翻译自：　https://www.zhihu.com/question/304798594

These metrics are all used to evaluate the quality of text generation under supervision. The general approach is to compare the similarity of a candidate text (usually generated by a machine) and several other reference texts (usually marked by humans). However, the applicable scenarios are slightly different. BLEU, METEOR, ROUGE are generally used in translation, and CIDEr is generally used in image captioning.

BLEU
The general idea of BLEU is to compare the overlapping degree between the n-grams in the candidate text and the reference text (from unigram to 4-gram in practice). The higher the overlapping degree, the higher the translation quality. N-grams of different lengths are chosen because the accuracy of unigram can be used to measure the accuracy of word translation, and the higher order n-grams can be used to measure the fluency of sentences.
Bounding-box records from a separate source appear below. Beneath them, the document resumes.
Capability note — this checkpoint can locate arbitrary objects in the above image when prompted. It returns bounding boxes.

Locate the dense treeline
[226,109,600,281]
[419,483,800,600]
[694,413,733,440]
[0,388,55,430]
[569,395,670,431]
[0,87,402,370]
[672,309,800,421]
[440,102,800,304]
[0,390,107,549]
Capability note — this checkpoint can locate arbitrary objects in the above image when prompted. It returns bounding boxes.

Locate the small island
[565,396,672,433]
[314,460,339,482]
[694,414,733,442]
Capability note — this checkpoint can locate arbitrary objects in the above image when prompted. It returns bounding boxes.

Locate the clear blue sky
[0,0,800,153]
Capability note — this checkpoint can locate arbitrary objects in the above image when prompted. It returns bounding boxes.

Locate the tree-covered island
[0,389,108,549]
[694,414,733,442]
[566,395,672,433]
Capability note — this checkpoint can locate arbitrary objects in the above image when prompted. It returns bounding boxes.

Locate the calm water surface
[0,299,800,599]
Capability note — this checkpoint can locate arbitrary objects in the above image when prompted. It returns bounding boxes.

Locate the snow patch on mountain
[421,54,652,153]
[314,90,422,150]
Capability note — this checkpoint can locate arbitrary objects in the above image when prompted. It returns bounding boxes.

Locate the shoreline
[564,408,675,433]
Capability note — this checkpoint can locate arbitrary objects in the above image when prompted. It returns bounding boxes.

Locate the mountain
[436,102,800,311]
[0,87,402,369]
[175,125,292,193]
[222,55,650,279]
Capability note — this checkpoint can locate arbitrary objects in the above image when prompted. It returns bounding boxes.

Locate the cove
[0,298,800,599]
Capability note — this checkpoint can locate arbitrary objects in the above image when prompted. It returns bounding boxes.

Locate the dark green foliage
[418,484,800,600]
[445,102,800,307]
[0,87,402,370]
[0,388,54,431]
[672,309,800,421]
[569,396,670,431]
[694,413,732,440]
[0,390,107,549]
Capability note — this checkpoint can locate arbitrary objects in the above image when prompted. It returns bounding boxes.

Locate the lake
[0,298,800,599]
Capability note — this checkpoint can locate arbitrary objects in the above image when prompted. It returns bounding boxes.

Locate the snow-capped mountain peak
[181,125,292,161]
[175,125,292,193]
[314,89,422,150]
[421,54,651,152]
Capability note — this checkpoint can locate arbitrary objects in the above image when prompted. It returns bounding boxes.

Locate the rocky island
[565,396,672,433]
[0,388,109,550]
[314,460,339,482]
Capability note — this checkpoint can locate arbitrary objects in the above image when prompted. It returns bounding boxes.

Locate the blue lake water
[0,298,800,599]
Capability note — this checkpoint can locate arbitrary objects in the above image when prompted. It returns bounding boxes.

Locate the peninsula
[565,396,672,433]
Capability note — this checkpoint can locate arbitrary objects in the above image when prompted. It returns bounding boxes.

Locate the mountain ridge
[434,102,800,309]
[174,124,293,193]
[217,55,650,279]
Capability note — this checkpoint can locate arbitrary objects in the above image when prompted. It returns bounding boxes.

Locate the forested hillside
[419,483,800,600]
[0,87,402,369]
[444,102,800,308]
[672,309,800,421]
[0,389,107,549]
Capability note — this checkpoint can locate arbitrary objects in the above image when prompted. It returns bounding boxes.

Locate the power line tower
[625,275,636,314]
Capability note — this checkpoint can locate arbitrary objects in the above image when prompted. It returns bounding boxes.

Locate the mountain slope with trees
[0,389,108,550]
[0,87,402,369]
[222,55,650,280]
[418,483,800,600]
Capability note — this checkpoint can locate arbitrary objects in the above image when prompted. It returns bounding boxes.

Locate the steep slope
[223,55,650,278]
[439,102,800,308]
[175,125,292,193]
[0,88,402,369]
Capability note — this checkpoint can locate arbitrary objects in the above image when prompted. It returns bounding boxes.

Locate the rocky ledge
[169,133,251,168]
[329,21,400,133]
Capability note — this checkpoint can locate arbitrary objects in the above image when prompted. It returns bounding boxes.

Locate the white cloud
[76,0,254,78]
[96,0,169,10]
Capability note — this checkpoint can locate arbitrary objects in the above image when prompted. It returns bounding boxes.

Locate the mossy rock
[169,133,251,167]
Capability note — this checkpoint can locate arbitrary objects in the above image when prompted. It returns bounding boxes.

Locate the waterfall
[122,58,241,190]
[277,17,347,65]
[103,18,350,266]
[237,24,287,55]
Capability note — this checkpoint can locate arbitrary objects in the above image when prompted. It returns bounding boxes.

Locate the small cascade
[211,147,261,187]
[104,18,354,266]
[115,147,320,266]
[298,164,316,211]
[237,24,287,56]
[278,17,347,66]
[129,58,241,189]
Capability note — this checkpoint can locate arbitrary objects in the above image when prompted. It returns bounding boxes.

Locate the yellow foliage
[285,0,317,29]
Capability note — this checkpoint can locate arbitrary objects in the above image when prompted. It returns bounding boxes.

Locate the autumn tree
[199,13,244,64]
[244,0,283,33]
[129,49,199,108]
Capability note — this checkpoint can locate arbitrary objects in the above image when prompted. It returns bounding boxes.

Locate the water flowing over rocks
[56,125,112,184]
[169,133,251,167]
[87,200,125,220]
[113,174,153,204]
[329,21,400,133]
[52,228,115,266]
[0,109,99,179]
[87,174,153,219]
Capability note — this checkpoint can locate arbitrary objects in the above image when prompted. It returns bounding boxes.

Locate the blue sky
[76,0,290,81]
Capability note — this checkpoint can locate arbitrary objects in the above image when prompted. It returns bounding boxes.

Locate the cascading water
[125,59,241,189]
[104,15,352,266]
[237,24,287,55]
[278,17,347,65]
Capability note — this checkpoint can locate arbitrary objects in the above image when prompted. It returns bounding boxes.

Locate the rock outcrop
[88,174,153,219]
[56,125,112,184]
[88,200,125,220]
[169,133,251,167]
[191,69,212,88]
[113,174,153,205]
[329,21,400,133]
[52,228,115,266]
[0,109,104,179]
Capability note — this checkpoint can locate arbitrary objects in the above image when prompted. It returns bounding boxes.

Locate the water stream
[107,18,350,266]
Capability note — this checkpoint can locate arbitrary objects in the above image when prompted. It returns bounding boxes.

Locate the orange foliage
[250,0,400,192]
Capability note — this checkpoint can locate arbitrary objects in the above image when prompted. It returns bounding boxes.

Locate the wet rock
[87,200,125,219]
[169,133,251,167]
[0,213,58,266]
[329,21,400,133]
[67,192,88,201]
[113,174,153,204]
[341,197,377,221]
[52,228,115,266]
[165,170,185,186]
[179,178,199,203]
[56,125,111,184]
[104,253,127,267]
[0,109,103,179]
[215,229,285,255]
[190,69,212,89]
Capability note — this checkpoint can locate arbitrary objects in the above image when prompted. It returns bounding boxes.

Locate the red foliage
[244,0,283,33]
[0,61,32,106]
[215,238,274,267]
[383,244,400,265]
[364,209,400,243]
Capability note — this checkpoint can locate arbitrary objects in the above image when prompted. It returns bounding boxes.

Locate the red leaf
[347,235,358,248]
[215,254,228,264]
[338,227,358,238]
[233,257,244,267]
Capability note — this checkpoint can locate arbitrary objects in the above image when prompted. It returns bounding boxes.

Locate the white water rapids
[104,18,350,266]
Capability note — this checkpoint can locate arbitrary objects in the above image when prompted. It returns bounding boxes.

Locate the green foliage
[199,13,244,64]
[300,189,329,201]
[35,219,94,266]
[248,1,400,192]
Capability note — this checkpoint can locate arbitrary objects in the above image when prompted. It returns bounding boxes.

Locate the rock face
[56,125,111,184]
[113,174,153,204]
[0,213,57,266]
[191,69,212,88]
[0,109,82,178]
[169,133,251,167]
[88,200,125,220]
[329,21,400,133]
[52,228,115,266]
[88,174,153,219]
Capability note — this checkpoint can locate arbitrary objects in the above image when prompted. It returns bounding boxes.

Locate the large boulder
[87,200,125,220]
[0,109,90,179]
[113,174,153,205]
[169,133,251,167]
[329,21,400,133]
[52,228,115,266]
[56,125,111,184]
This metric only looks at the accuracy rate, that is it cares more about how many n-grams in the candidate sentence are correct (that is, it appears in the reference sentences), and does not care about the recall rate (that is, n-grams which are in the reference sentence do not appear in the candiate sentence). The original paper suggests that you can have 4 references in your test set, so as to reduce the impact of language diversity. In addition, there is a “brevity penalty” to punish the candiate sentence for too short (too short candidate sentence often means something is missing, which is low recall).
METEOR
The main idea of METEOR is that sometimes the result of the translation model is correct, but it happens to be mismatched with reference translation, for example, a synonym is used. So the synonym set is expanded with knowledge sources such as WordNet. And words forms are considered (words with the same stem are also considered to be partially matched, and certain rewards should be given, for example, translating likes into like is better than translating into other words). When evaluating sentence fluency, the concep of chunk is used (the candidate translation and the reference translation can be aligned, and the spatial arrangement of consecutive words form a chunk). The number of chunks Less means that the average length of each chunk is longer, which means that the word order of the candidate translation and the reference translation are more consistent. Finally, both recall rate and accuracy rate must be considered, and the F value is used as the final evaluation index.
ROUGE
ROUGE and BLEU are almost the same. The difference is that BLEU only calculates the accuracy rate, while ROUGE only calculates the recall rate.
For NMT (Neural Network Machine Translation), the translation results are smooth, but sometimes it is easy to translate blindly, such as changing personal names/numbers, and throwing away half a sentence. This is very common.
So some people say that we don’t look at fluency and only look at the recall rate (refer to how many n-grams in the translation are present in the candidate translation), so that we can know whether the NMT system has missed translation (this will lead to Low recall rate).
CIDEr
It treats each sentence as a document, and then calculates the cosine angle of the TF-IDF vector (except that term is an n-gram instead of a word). Based on this, it obtains the similarity between the candidate sentence and the reference sentence, which is also n of different lengths. -gram similarity is averaged to get the final result. The advantage is that different n-grams have different weights with different TF-IDF, because the more common n-grams in the entire corpus contain a smaller amount of information. The main point of the evaluation of image caption generation is to see if the model has captured key information. For example, the content of a picture is “a person swimming in a pool during the day”, and the most critical information should be “swimming”. If it is included when generating captions Or missing some other information (such as “daytime”) is actually irrelevant, so such an operation for reducing the weights of non-keywords is needed. In machine translation, the translation should be faithful to the original text, so multiple translations of the same sentence should be narrated to each other and contain the same information; and multiple subtitles of the same picture may not necessarily be narrated to each other, because different subtitles can contain Different amounts of image details, whether described in more detail or rough, are correct subtitles.